Juin 2011
Chai Bouphaphanh est né à Vientiane, au Laos, en 1967 et y a vécu jusqu’en 1978. À la suite de la victoire militaire des communistes lors de la guerre du Vietnam et des répercussions de cette dernière dans leur pays, les parents de Chai prennent la décision douloureuse de partir. Après avoir vécu pendant deux ans dans un camp de réfugiés de Nong Khai, en Thaïlande, Chai et sa famille sont parrainés par l’Église mennonite de Drake pour venir au Canada. La famille arrive le 1er février 1980 dans la petite ville de Drake, en Saskatchewan, alors qu’une tempête fait rage.

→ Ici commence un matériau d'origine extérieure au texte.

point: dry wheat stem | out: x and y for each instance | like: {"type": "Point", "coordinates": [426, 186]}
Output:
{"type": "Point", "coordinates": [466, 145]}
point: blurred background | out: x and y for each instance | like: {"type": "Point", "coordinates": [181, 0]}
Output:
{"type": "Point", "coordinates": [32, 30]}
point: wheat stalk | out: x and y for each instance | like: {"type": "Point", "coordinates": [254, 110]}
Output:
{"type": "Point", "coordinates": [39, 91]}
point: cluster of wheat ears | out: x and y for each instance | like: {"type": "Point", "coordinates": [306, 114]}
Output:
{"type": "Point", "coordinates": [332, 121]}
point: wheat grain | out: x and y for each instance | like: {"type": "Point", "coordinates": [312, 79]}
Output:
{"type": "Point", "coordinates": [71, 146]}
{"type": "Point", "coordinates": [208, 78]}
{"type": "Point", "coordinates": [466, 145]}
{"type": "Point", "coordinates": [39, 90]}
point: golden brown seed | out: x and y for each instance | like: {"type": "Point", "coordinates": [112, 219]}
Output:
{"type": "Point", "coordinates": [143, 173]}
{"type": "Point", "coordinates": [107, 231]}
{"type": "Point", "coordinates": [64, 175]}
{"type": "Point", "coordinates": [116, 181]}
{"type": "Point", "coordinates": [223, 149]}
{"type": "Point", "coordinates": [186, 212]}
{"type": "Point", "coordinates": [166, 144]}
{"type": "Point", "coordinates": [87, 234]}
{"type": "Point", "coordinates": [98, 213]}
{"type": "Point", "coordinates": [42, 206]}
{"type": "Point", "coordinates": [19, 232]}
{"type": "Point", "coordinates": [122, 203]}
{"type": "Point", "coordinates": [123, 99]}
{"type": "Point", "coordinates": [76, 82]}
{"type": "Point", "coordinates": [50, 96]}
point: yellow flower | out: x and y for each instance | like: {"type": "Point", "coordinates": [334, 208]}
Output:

L’adaptation à la vie au Canada est difficile, notamment en raison du temps froid et de la nouvelle langue. Chai soutient qu’il était parfois ardu de concilier sa culture laotienne avec son nouveau foyer canadien, tout en reconnaissant que ses parents comprenaient la nécessité de fusionner les deux cultures. Dans l’ensemble, Chai a aimé grandir en Saskatchewan; il joue au hockey l’hiver, puis au tennis et au soccer l’été. « J’aime le froid maintenant! » dit-il. Chai est très reconnaissant envers l’Église mennonite de Drake. « Elle nous aide à nous sentir chez nous depuis le premier jour. »
Chai travaille actuellement au service informatique et en tant que photographe de produits chez Drake Meats. Il fait également de la photographie à la pige, fait souvent du bénévolat pour la Regina Open Door Society et a réalisé des travaux de photographie pour d’autres organismes comme MacDonald Youth Services de Winnipeg.
L’objectif de Chai pour l’avenir est de continuer à faire sourire les gens grâce à sa passion pour la photographie. Une de ses photographies a d’ailleurs été sélectionnée lors d’un concours du National Geographic, qui la versera dans sa banque d’images.
La famille de Chai a récemment célébré ses 30 ans passés au Canada. « Nous vivons dans le meilleur endroit du monde. Je tiens à remercier le Canada de nous avoir donné la liberté de vivre et un endroit extraordinaire où vivre. »
Saviez-vous que depuis 1978, les parrains privés ont permis à plus de 200 000 réfugiés de venir au Canada, et que ce nombre s’ajoute à celui des réfugiés réinstallés grâce au financement du gouvernement?